I thought I was quite familiar with redis command, all kinds of data models based on Redis SAO operation. However, recently I stepped on a pit in the command of Redis scan, and suddenly found that I had a very limited understanding of redis cursors.

So record the process of stomping the hole, in the background:

The company needs to delete some useless keys that have no expiration date because the Redis server is running out of memory. There’s about 500 million keys. Although the number of keys sounds scary. But I’ve been playing Redis for years, so it’s easy.

At that time, I thought about the specific scheme is to filter out 500W keys through Lua scripts. Then delete it. Lua scripts are executed on Redis Server with high execution speed and only need to establish a connection with Redis Server to execute a batch of luA scripts. Filter out the keys and delete 1W at a time. Then loop through the shell script 500 times to delete all of them. Lua script used to do similar batch update operations, 3W a second. Almost no redis blocking. That works out to a 500W key in 10 minutes.

Then I started writing lua scripts directly. The first is screening.

If you have used Redis, you must know that Redis is a single-threaded operation, and you cannot use keys command to filter, because keys command will search the whole thing at one time, which will cause redis to block, thus affecting the execution of normal business commands.

For keys with 500W data, only incremental iterations can be performed. Redis provides the scan command for incremental iteration. This command can return a small number of elements at a time, so it is ideal for iterating large data sets and can be used in production environments.

The scan command returns an array with the cursor position as the first item and the list of keys as the second item. If the cursor reaches the end, the first term returns 0.

So I wrote the first version of lua as follows:

local c = 0 local resp = redis.call('SCAN',c,'MATCH','authToken*','COUNT',10000) c = tonumber(resp[1]) local dataList = resp[2] for i=1,#dataList do local d = dataList[i] local ttl = redis.call('TTL',d) if ttl == -1 then redis.call('DEL',d)  end end if c==0 then return 'all finished' else return 'end' endCopy the code

In the local test Redis environment, mock 20W of test data by executing the following command:

eval "for i = 1, 200000 do redis.call('SET','authToken_' .. i,i) end" 0
Copy the code

Then execute script load command to upload lua script to get SHA value, then execute evalsha to execute SHA value to run. The specific process is as follows:

Every time I delete 1W of data, I perform dbsize (since this is my local Redis, which only contains mock data, dbsize is the same as the number of prefix keys).

Oddly enough, the first few lines are normal. However, when it came to the third time, the DBsize became 16999, and I deleted one more dbsize. I didn’t care too much about it, but at last, when there were 124204 DBsize remaining, the number did not change. No matter how many times it is executed, the number is still 124,204.

Then I run the scan command directly:

Find that the cursor has not reached the end, but the list of keys is empty.

I was stunned by the result for a while. I checked the Lua script carefully and there is no problem. Redis scan command has a bug? Is there something wrong with my understanding?

I’ll go back to the redis command documentation for an explanation of the count option:

After a detailed study, I found that the number of returns specified by the count option is not certain. Although I know that the problem may be count, but the explanation of the document is really difficult to understand very popularly, I still don’t know where the specific problem is.

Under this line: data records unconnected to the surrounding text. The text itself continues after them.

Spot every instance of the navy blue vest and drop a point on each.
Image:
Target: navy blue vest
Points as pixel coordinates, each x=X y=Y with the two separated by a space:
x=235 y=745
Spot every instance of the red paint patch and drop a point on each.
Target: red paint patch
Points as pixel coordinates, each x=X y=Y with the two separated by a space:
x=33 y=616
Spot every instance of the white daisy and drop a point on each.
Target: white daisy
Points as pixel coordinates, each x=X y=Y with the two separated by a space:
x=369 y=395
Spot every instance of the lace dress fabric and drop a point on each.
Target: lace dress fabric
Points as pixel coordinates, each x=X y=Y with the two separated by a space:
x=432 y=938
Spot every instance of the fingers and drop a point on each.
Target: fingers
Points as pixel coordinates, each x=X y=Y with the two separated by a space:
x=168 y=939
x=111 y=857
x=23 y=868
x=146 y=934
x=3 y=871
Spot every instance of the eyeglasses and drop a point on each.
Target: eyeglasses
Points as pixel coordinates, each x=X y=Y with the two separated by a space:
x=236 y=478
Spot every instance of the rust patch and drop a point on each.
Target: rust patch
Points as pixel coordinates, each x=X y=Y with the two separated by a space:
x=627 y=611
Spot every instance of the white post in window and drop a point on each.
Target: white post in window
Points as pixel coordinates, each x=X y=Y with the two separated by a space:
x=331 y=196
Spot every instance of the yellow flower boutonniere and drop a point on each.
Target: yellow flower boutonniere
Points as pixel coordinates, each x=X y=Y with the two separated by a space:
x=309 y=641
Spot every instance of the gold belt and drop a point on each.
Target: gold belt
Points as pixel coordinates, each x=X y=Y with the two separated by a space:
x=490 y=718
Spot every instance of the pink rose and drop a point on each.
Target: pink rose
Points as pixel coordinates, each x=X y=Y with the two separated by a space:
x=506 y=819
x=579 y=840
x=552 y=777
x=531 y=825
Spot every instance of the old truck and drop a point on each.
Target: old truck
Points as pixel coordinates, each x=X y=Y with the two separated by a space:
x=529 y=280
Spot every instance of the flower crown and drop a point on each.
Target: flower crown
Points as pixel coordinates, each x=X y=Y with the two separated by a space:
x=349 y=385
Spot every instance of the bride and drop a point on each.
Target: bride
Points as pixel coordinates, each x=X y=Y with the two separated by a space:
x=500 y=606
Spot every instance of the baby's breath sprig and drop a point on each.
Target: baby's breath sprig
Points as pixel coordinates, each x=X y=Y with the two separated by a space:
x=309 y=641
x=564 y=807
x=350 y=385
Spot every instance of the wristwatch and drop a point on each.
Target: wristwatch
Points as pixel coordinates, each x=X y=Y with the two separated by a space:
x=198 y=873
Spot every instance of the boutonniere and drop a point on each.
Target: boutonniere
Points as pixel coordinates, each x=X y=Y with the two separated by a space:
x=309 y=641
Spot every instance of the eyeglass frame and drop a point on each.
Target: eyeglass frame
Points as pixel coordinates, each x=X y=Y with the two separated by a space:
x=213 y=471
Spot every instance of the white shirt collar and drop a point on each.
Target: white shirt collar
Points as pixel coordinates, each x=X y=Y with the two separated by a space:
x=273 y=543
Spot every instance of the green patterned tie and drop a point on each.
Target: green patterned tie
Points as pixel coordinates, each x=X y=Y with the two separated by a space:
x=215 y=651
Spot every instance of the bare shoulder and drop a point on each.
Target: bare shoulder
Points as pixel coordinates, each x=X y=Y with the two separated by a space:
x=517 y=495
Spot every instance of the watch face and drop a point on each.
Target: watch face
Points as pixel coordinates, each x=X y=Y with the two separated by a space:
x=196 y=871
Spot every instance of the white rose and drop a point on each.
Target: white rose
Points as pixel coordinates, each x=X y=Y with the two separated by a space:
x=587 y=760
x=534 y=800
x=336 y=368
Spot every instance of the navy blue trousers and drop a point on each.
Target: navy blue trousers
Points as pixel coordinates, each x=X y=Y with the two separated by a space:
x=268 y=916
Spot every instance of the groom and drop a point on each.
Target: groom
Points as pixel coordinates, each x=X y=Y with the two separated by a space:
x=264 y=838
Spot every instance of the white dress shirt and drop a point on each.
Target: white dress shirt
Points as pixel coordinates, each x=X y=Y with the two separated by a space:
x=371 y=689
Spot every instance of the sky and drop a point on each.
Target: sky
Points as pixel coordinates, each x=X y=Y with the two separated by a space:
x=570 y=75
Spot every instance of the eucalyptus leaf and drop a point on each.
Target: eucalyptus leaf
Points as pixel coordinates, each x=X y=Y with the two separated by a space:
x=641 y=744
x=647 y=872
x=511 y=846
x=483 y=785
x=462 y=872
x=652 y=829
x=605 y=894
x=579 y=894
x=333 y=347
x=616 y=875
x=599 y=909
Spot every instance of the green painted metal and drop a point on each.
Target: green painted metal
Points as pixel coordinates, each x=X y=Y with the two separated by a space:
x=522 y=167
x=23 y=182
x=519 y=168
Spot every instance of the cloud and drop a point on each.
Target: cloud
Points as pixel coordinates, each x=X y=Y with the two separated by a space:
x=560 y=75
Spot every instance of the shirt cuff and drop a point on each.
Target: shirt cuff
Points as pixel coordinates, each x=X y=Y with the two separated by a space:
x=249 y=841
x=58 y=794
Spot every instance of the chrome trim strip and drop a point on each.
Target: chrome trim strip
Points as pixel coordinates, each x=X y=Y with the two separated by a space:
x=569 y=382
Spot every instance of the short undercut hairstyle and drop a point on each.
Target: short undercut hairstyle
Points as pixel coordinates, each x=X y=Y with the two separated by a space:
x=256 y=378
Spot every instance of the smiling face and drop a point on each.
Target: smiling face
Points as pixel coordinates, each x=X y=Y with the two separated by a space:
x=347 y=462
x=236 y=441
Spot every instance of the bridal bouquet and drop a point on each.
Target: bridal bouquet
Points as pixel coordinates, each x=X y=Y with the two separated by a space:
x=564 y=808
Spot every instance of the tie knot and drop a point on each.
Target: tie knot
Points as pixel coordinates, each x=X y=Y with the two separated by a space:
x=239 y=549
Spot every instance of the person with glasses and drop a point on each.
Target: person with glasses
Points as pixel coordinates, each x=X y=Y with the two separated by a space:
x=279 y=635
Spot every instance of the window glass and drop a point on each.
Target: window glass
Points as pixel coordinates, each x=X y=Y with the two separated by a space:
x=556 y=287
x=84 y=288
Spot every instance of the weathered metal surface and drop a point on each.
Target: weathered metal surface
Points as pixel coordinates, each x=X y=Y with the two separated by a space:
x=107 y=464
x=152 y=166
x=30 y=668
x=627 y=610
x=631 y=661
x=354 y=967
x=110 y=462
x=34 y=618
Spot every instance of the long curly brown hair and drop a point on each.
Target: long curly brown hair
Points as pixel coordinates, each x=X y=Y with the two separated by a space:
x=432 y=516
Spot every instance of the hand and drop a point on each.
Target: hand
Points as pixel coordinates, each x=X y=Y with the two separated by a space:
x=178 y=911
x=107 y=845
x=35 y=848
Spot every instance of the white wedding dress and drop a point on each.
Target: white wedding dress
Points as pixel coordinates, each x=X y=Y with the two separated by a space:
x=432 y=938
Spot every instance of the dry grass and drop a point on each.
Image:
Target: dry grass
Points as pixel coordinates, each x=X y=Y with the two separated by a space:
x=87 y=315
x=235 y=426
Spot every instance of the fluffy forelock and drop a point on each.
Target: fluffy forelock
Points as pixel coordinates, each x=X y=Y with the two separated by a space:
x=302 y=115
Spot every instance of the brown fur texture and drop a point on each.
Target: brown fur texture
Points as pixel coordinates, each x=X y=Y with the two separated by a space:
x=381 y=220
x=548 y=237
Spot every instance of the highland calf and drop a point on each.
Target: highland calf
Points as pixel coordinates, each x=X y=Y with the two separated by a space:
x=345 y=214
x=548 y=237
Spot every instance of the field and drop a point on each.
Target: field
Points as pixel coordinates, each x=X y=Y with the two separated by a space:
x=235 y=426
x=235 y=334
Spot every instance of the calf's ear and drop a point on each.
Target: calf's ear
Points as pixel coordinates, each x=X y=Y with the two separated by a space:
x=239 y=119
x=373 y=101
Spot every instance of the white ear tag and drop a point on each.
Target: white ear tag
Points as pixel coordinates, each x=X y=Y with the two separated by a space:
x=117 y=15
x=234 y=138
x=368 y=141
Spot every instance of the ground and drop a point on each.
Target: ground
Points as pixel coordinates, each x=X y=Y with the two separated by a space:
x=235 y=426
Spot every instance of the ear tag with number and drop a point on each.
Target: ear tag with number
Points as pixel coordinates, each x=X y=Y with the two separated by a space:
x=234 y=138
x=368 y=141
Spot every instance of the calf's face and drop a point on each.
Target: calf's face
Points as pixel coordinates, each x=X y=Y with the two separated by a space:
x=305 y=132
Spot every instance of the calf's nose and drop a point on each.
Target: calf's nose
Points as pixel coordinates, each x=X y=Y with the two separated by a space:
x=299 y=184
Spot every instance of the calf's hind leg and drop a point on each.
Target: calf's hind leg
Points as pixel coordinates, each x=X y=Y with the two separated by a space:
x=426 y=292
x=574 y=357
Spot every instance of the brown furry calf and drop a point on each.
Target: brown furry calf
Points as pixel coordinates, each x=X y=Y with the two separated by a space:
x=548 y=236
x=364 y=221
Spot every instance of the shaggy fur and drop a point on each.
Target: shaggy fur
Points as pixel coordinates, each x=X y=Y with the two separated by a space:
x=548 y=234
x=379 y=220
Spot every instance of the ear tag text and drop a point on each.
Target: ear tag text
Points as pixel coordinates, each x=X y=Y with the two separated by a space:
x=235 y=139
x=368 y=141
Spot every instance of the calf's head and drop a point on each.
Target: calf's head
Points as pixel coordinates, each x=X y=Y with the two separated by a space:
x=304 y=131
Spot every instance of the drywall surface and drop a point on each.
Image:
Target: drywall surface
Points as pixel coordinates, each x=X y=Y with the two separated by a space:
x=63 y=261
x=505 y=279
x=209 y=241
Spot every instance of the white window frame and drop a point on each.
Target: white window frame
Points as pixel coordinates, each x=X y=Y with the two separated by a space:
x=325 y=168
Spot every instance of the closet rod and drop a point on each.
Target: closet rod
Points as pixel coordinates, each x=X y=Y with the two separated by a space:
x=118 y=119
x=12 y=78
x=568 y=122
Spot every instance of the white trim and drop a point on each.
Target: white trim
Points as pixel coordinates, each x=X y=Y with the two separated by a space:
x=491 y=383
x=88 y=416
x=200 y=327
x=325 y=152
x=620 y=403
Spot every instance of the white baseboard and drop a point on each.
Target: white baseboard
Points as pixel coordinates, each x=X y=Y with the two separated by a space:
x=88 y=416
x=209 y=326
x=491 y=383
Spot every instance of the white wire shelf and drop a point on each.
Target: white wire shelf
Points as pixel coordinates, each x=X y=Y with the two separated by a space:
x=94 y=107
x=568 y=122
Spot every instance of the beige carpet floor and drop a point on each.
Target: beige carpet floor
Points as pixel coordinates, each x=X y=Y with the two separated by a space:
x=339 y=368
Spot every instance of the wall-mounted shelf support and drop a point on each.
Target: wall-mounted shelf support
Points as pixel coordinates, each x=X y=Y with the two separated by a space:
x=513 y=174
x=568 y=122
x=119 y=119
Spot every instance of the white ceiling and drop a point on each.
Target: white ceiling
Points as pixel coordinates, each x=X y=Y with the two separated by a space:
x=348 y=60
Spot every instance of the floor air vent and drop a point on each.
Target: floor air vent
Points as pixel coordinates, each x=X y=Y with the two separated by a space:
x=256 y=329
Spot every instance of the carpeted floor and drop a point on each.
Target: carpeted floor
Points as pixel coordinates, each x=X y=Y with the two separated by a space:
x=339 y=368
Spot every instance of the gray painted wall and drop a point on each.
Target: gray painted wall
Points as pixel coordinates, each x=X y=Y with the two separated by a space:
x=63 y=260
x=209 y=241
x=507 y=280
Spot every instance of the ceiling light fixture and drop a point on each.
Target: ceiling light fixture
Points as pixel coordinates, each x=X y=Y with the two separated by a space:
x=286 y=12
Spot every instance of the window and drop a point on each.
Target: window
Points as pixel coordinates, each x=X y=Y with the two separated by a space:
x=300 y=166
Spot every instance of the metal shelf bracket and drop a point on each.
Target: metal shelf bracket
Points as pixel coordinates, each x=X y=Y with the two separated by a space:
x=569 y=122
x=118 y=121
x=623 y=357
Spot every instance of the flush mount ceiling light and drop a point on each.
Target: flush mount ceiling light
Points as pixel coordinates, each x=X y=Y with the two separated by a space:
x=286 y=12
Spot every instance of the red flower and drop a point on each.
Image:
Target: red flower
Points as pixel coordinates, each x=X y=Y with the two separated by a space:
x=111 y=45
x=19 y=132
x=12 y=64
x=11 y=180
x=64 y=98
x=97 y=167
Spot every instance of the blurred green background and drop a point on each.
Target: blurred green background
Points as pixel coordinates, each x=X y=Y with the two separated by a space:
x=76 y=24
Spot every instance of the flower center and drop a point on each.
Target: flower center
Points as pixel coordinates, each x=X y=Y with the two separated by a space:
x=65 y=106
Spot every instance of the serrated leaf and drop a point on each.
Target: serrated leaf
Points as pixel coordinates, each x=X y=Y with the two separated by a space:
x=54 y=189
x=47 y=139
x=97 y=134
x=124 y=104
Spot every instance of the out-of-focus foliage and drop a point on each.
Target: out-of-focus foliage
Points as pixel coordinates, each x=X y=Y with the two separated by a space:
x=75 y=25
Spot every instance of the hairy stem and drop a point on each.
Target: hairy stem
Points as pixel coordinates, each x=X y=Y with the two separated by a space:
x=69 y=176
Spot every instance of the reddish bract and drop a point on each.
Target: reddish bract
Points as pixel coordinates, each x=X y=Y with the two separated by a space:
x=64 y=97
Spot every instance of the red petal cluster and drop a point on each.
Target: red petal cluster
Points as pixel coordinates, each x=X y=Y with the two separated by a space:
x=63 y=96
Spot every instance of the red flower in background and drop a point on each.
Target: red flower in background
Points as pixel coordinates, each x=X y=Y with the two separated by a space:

Later, after a hint from a friend, I saw another popular explanation of the scan command count option:

After reading it, I suddenly realized. The number followed by the count option does not mean the number of elements returned each time, but the number of dictionary slots traversed by the scan command each time

When I perform scan, I traverse from the position of cursor 0 every time, but not every dictionary slot stores the data I need to filter, which leads to my last phenomenon: Although I counted 10000, redis actually ran through 10000 dictionary slots from the beginning and found no data slots to hold the data I needed. So my final number of DBsizes was stuck at 124,204 forever.

Therefore, when using the scan command, if iterative traversal is required, the cursor returned by the previous call should be used as the cursor parameter of each call to continue the previous iteration process.

At this point, the heart of the doubts solved, changed a version of Lua:

local c = tonumber(ARGV[1])
local resp = redis.call('SCAN',c,'MATCH','authToken*','COUNT',10000)
c = tonumber(resp[1])
local dataList = resp[2]

for i=1,#dataList do
    local d = dataList[i]
    local ttl = redis.call('TTL',d)
    if ttl == -1 then
        redis.call('DEL',d)
    end
end

return c
Copy the code

Execute after uploading locally:

As you can see, the scan command does not guarantee that the number of filters is exactly the same as the given count, but the entire iteration continues nicely. And then we get a cursor that returns 0, which is the end. So far, the 20W test data has been completely deleted.

This section of Lua can be run directly on production by looping through the shell. It is estimated that 500W data can be deleted in about 12 minutes.

Know what it is and why. Although the scan command has been played before. But I really don’t know the details. Besides, the translation of the document was not so accurate, so that I wasted nearly an hour in the face of the wrong result. Write it down and understand it better.